Winning car needs no driver

BY ROBERT S. BOYD
KNIGHT RIDDER NEWSPAPERS

October 27, 2005

WASHINGTON -- The machines are gaining on us. Their electronic brains are getting quicker and more capable and are displaying more signs of humanlike intelligence.

A race this month by five vehicles across 132 miles of twisting desert road without a living soul aboard is evidence of the remarkable progress in the arcane field of artificial intelligence -- AI for short.

Artificial intelligence is what happens when a computer or machine does something that would be considered intelligent if a human did it, such as drive a car, play soccer, reserve a hotel room or pilot a plane.

Also known as machine intelligence, AI is wired into almost every corner of modern society. AI programs design jet engines, spot bank fraud, evaluate mortgage applications, vacuum floors, organize supply systems for Wal-Mart and the Air Force and search buildings for hidden bombs or terrorists.

The wildly popular information-search system Google is, at bottom, an AI application.

"If all the AI systems in the world suddenly stopped functioning, our economic infrastructure would grind to a halt," Ray Kurzweil wrote in his new book, "The Singularity Is Near" (Viking, 2005). "Your bank would cease doing business. Most transportation would be crippled. World communications would fail."

Business and industry rely on thousands of hidden AI applications that were just research projects 10 to 15 years ago, said Kurzweil, who has invented several successful AI systems, such as speech and handwriting recognition.

"Every major drug developer is using AI programs in the development of new drug therapies," Kurzweil said.

An AI technology based on evolutionary principles -- known as genetic algorithms -- helped NASA design three satellites that will be launched in February to study magnetic fields in Earth's atmosphere.

"The AI software examined millions of potential antenna designs before settling on a final one," said Jason Lohn, lead scientist on the project at NASA's research center in Mountain View, Calif. "Through a process patterned after Darwin's survival of the fittest, the strongest designs survive and the less capable do not."

Some AI systems are famous, such as Deep Blue, the computer that beat the world chess champion Garry Kasparov, or Predators, the unmanned spy planes hovering over Afghanistan.

But the machine intelligence that underlies most such systems is largely invisible, so people take the cleverness for granted.
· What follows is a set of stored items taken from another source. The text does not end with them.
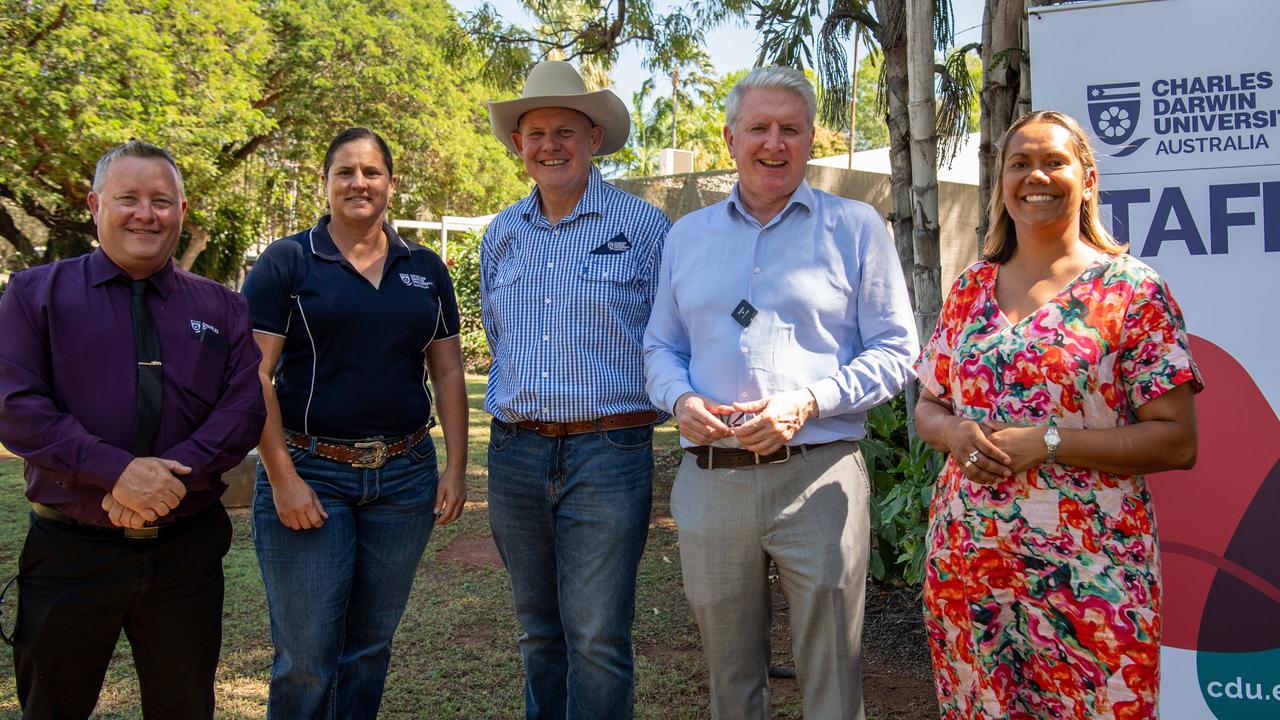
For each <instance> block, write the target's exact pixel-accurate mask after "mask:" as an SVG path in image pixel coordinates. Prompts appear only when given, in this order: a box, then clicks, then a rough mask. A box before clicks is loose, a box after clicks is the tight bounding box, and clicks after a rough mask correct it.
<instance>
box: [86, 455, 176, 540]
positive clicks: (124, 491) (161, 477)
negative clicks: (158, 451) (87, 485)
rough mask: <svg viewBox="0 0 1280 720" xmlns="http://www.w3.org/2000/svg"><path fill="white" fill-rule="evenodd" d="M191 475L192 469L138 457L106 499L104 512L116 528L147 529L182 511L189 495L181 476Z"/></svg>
mask: <svg viewBox="0 0 1280 720" xmlns="http://www.w3.org/2000/svg"><path fill="white" fill-rule="evenodd" d="M188 473H191V468H188V466H186V465H183V464H182V462H178V461H177V460H168V459H165V457H134V459H133V460H132V461H131V462H129V464H128V466H125V468H124V471H123V473H120V477H119V478H116V480H115V486H114V487H113V488H111V492H109V493H106V496H104V497H102V510H106V514H108V515H109V516H110V518H111V524H114V525H118V527H120V528H131V529H134V530H136V529H141V528H145V527H146V524H147V523H152V521H155V520H156V519H159V518H164V516H165V515H168V514H169V512H170V511H172V510H173V509H174V507H178V503H179V502H182V498H183V497H186V495H187V486H186V484H183V482H182V480H179V479H178V475H186V474H188Z"/></svg>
AI experts grouse that once one of their projects succeeds, people no longer consider it to be AI.

According to Rodney Brooks, director of the Computer Science and Artificial Intelligence Laboratory at the Massachusetts Institute of Technology, "AI is everywhere around you every second of the day. People just don't notice it."

AI was born amid great enthusiasm in the 1960s, but it soon ran into computer software and hardware problems that were too tough for the much slower, far less sophisticated technology of the day. Disillusionment set in, and the 1980s and early 1990s became known as the AI Winter.
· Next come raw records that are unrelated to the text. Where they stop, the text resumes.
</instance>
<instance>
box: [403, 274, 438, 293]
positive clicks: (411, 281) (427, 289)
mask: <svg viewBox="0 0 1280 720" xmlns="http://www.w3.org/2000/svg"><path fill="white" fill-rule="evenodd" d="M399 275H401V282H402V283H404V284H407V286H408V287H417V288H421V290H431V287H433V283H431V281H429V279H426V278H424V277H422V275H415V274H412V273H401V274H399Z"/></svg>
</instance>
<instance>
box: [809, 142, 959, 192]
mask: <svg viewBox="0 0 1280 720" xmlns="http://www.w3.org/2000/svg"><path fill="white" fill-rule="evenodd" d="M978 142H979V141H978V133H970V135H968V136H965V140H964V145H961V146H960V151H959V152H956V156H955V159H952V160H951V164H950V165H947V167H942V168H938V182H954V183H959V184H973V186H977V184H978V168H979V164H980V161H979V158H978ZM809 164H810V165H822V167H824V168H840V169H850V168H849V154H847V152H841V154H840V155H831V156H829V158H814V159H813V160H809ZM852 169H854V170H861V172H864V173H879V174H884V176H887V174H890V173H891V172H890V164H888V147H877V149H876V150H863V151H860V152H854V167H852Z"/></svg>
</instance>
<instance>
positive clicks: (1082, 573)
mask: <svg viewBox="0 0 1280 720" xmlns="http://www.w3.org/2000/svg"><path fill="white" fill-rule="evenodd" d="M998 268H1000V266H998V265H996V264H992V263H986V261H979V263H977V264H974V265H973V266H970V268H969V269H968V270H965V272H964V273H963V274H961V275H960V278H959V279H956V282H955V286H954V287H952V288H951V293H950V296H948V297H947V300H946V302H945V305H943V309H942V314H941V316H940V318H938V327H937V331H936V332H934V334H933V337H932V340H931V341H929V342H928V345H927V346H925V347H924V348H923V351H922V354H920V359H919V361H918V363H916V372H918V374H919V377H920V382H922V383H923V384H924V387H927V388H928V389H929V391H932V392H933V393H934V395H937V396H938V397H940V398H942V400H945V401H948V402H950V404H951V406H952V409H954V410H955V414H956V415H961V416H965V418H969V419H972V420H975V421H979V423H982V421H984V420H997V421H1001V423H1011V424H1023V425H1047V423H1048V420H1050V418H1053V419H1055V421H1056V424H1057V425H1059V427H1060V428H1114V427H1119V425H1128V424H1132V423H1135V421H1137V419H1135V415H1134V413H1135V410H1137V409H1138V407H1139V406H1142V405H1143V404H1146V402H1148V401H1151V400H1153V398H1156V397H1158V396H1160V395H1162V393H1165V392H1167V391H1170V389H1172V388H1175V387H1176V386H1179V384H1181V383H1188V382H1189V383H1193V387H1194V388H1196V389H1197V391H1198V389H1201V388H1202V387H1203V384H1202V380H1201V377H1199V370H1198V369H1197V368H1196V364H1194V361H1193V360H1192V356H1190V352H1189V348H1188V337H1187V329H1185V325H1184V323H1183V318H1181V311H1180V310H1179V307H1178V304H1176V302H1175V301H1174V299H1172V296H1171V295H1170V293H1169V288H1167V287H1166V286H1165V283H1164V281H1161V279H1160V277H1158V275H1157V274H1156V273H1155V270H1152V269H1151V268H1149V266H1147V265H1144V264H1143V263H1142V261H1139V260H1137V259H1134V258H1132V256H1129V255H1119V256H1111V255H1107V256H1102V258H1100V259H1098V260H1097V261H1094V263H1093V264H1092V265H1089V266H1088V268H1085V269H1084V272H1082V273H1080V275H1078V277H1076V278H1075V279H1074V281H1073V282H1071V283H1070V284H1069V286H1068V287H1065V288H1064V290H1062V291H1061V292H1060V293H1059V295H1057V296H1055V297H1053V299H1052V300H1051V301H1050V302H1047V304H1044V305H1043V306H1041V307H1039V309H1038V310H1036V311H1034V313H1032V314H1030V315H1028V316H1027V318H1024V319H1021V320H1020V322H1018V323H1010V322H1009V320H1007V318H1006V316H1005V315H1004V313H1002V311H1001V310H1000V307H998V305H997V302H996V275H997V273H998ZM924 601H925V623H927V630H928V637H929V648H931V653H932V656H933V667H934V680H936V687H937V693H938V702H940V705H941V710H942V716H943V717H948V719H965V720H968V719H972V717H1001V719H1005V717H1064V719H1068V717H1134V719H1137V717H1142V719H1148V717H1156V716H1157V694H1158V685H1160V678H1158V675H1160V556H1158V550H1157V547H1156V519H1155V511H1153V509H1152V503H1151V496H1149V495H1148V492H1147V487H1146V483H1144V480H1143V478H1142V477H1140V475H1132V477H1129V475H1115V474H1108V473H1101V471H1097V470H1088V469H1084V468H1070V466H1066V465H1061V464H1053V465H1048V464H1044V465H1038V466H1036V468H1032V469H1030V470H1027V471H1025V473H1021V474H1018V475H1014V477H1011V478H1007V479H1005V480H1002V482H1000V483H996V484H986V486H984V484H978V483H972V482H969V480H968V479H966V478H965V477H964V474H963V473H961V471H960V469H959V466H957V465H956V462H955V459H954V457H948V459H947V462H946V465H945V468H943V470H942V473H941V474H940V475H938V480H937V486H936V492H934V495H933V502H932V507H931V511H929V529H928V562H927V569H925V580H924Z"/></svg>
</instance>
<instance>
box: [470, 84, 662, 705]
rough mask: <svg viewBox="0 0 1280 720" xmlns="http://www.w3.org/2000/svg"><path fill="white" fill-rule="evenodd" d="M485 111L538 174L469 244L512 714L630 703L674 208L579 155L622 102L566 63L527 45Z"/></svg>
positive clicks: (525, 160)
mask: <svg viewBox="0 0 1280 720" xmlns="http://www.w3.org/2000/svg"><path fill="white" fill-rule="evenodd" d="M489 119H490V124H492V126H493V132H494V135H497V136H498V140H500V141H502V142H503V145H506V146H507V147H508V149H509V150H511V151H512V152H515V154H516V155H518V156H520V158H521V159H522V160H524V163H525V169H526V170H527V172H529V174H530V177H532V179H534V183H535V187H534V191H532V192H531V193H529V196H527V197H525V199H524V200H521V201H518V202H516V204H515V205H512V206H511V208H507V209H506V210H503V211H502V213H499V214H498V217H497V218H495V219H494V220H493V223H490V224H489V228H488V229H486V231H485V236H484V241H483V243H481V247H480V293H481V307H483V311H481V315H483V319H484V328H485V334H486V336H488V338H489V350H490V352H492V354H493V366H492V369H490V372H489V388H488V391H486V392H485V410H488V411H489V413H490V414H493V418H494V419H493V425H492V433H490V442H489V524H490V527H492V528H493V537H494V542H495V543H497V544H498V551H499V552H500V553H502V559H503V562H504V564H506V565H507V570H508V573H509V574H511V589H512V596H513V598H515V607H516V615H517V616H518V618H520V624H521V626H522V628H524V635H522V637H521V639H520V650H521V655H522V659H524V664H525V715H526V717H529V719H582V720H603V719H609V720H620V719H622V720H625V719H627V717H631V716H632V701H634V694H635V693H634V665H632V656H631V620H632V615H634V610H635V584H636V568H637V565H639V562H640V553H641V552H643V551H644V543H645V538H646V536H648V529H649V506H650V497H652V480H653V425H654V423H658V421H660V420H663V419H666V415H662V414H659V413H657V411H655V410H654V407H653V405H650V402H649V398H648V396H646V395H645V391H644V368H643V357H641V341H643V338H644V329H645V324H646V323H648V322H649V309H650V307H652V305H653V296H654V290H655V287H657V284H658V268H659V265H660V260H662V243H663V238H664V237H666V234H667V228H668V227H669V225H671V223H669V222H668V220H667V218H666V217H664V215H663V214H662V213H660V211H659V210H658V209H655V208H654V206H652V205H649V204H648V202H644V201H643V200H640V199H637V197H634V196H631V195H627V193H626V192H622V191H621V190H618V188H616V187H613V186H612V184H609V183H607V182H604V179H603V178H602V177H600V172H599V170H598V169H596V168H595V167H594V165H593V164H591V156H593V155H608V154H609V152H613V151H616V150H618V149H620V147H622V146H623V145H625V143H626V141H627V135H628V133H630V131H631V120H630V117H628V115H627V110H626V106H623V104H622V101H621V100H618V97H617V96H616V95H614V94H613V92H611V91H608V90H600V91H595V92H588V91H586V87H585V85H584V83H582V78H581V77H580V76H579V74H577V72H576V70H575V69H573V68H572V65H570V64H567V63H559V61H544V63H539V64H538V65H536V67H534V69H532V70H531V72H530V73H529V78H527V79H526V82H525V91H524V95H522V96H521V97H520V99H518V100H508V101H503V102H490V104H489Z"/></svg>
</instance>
"There was a lot of optimism about artificial intelligence in the early days. But then we hit a brick wall," said Alan Mackworth, a computer scientist who is president of the American Association for Artificial Intelligence.

"People were embarrassed to call themselves AI researchers," Mackworth said. "Now it's coming back. We've gotten a lot better at doing the science."

Doubts remain, of course.

"We don't have truly intelligent machines yet," Marvin Minsky, a senior computer science professor at MIT, told the annual meeting of the American Association for Artificial Intelligence last summer in Pittsburgh. "Although there have been terrific achievements, such as Deep Blue beating the chess champion, there is no program that shows the resourcefulness of a 2-year-old."

Stanley, the robotic Volkswagen that won the U.S. Defense Advanced Research Project Agency's race across the California desert on Oct. 9, was designed by the Artificial Intelligence Lab at Stanford University in Palo Alto, Calif.

Every 30 seconds, Stanley had to integrate signals from a Global Positioning System, a camera eye and lasers to detect obstacles, and from its accelerator, brakes and wheels to navigate the rugged course.

"Stanley has a model of how gas, brake and steering inputs affect his motion," said Mike Montemerlo, one of the project leaders. "Stanley estimates his position very accurately."